21.6. Random Numbers with Stochastic Integrators and Forces

OpenMM includes many stochastic integrators and forces that make extensive use of random numbers. It is impossible to generate truly random numbers on a computer like you would with a dice roll or coin flip in real life—instead programs rely on pseudo-random number generators (PRNGs) that take some sort of initial “seed” value and steps through a sequence of seemingly random numbers.

The exact implementation of the PRNGs is not important (in fact, each platform may have its own PRNG whose performance is optimized for that hardware). What is important, however, is that the PRNG must generate a uniform distribution of random numbers between 0 and 1. Random numbers drawn from this distribution can be manipulated to yield random integers in a desired range or even a random number from a different type of probability distribution function (e.g., a normal distribution).

What this means is that the random numbers used by integrators and forces within OpenMM cannot have any discernible pattern to them. Patterns can be induced in PRNGs in two principal ways:

  1. The PRNG uses a bad algorithm with a short period.
  2. Two PRNGs are started using the same seed

All PRNG algorithms in common use are periodic—that is their sequence of random numbers repeats after a given period, defined by the number of “unique” random numbers in the repeating pattern. As long as this period is longer than the total number of random numbers your application requires (preferably by orders of magnitude), the first problem described above is avoided. All PRNGs employed by OpenMM have periods far longer than any current simulation can cycle through.

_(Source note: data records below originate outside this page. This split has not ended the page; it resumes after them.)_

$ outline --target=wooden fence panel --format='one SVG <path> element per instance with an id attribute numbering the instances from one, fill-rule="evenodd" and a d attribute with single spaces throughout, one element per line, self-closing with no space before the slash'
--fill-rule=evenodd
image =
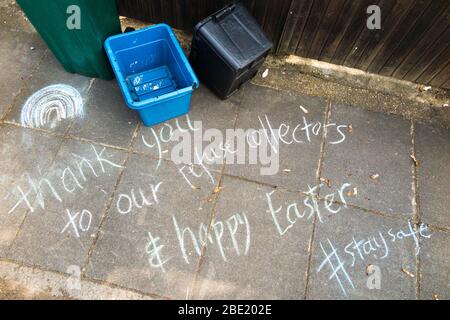
<path id="1" fill-rule="evenodd" d="M 117 0 L 121 15 L 193 30 L 230 0 Z M 448 0 L 242 0 L 278 54 L 450 89 Z M 366 26 L 381 9 L 381 29 Z"/>

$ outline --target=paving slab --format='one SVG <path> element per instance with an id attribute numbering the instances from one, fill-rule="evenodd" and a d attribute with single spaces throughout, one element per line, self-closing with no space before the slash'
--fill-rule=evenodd
<path id="1" fill-rule="evenodd" d="M 202 156 L 203 148 L 210 143 L 209 141 L 203 141 L 202 134 L 208 129 L 217 129 L 225 137 L 226 130 L 234 128 L 241 93 L 242 91 L 237 92 L 232 96 L 232 99 L 224 101 L 216 97 L 205 86 L 200 86 L 194 92 L 191 101 L 191 111 L 188 115 L 172 119 L 154 127 L 142 126 L 135 140 L 133 150 L 139 153 L 150 154 L 156 158 L 171 160 L 173 148 L 181 142 L 181 140 L 173 141 L 171 139 L 174 137 L 174 131 L 187 131 L 191 138 L 189 151 L 191 161 L 198 164 L 203 162 L 211 170 L 220 170 L 222 167 L 220 163 L 208 162 Z M 197 139 L 194 133 L 199 134 L 201 143 L 194 144 L 194 139 Z M 200 160 L 195 161 L 196 159 Z"/>
<path id="2" fill-rule="evenodd" d="M 333 104 L 329 123 L 344 123 L 346 139 L 325 145 L 322 179 L 350 183 L 350 203 L 397 216 L 412 216 L 412 138 L 410 122 L 353 107 Z M 351 125 L 351 126 L 350 126 Z M 327 141 L 342 135 L 328 131 Z"/>
<path id="3" fill-rule="evenodd" d="M 73 275 L 39 270 L 0 261 L 1 300 L 149 300 L 136 292 L 82 279 L 73 285 Z"/>
<path id="4" fill-rule="evenodd" d="M 0 28 L 36 32 L 19 5 L 9 0 L 0 0 Z"/>
<path id="5" fill-rule="evenodd" d="M 268 195 L 283 207 L 276 219 Z M 208 242 L 193 298 L 303 299 L 313 219 L 290 226 L 286 210 L 296 202 L 299 193 L 225 177 L 210 232 L 221 245 Z"/>
<path id="6" fill-rule="evenodd" d="M 49 174 L 32 176 L 32 203 L 9 257 L 60 272 L 81 268 L 126 153 L 66 140 Z M 40 179 L 45 180 L 40 180 Z"/>
<path id="7" fill-rule="evenodd" d="M 320 158 L 325 111 L 326 102 L 321 99 L 296 96 L 290 92 L 256 85 L 246 86 L 236 128 L 244 131 L 266 130 L 267 135 L 263 135 L 262 141 L 266 142 L 268 150 L 262 154 L 273 161 L 259 157 L 256 164 L 249 164 L 250 159 L 247 156 L 245 164 L 227 164 L 225 172 L 291 190 L 300 190 L 306 184 L 314 183 Z M 270 132 L 270 128 L 280 129 L 279 142 L 275 139 L 270 143 L 276 136 Z M 257 140 L 249 137 L 247 152 L 250 148 L 255 149 Z M 261 160 L 266 164 L 261 164 Z M 262 168 L 270 168 L 267 163 L 273 164 L 273 170 L 270 169 L 268 174 L 261 171 Z"/>
<path id="8" fill-rule="evenodd" d="M 420 253 L 420 298 L 450 300 L 450 234 L 432 230 Z"/>
<path id="9" fill-rule="evenodd" d="M 29 129 L 0 127 L 0 256 L 6 255 L 29 210 L 26 201 L 21 201 L 31 189 L 27 175 L 45 174 L 61 142 L 61 138 Z M 34 201 L 32 191 L 29 195 L 30 202 Z"/>
<path id="10" fill-rule="evenodd" d="M 350 207 L 328 214 L 316 226 L 308 299 L 415 299 L 420 233 L 410 228 Z"/>
<path id="11" fill-rule="evenodd" d="M 86 275 L 186 298 L 215 201 L 215 183 L 204 172 L 199 178 L 185 173 L 188 183 L 182 168 L 165 160 L 158 167 L 148 155 L 133 154 L 126 166 Z M 195 170 L 201 175 L 201 168 Z"/>
<path id="12" fill-rule="evenodd" d="M 20 92 L 40 63 L 46 46 L 37 34 L 0 29 L 0 119 L 12 107 Z M 33 49 L 31 49 L 33 48 Z"/>
<path id="13" fill-rule="evenodd" d="M 125 104 L 117 81 L 95 79 L 85 103 L 85 116 L 75 119 L 70 136 L 128 149 L 138 125 Z"/>
<path id="14" fill-rule="evenodd" d="M 450 131 L 419 124 L 415 141 L 421 218 L 450 230 Z"/>
<path id="15" fill-rule="evenodd" d="M 12 110 L 8 113 L 5 120 L 22 124 L 21 113 L 25 102 L 34 93 L 49 85 L 69 85 L 80 93 L 83 102 L 86 103 L 87 92 L 91 80 L 91 78 L 65 71 L 56 60 L 55 56 L 51 52 L 48 52 L 45 59 L 39 65 L 39 68 L 37 68 L 37 70 L 32 74 L 32 77 L 27 79 L 27 81 L 23 84 L 24 88 L 14 100 Z M 24 126 L 39 127 L 51 132 L 65 133 L 73 120 L 64 119 L 63 117 L 65 113 L 69 114 L 70 109 L 67 107 L 69 104 L 62 103 L 65 106 L 59 109 L 60 113 L 58 114 L 55 107 L 59 107 L 61 104 L 60 96 L 53 94 L 49 97 L 51 98 L 50 101 L 55 101 L 54 104 L 47 102 L 40 108 L 31 109 L 32 111 L 30 113 L 30 117 L 33 119 L 38 119 L 38 125 L 24 124 Z"/>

Point two is far more common in biomolecular simulation, and can result in very strange artifacts that may be difficult to detect. For example, with Langevin dynamics, two simulations that use the same sequence of random numbers appear to synchronize in their global movements.[51][52] It is therefore very important that the stochastic forces and integrators in OpenMM generate unique sequences of pseudo-random numbers not only within a single simulation, but between two different simulations of the same system as well (including any restarts of previous simulations).

Every stochastic force and integrator that does (or could) make use of random numbers has two instance methods attached to it: getRandomNumberSeed() and setRandomNumberSeed(int seed)(). If you set a unique random seed for two different simulations (or different forces/integrators if applicable), OpenMM guarantees that the generated sequences of random numbers will be different (by contrast, no guarantee is made that the same seed will result in identical random number sequences).

Since breaking simulations up into pieces and/or running multiple replicates of a system to obtain more complete statistics is common practice, a new strategy has been employed for OpenMM versions 6.3 and later with the aim of trying to ensure that each simulation will be started with a unique random seed. A random seed value of 0 (the default) will cause a unique random seed to be generated when a new Context is instantiated.

Prior to the introduction of this feature, deserializing a serialized System XML file would result in each stochastic force or integrator being assigned the same random seed as the original instance that was serialized. If you use a System XML file generated by a version of OpenMM older than 6.3 to start a new simulation, you should manually set the random number seed of each stochastic force or integrator to 0 (or another unique value).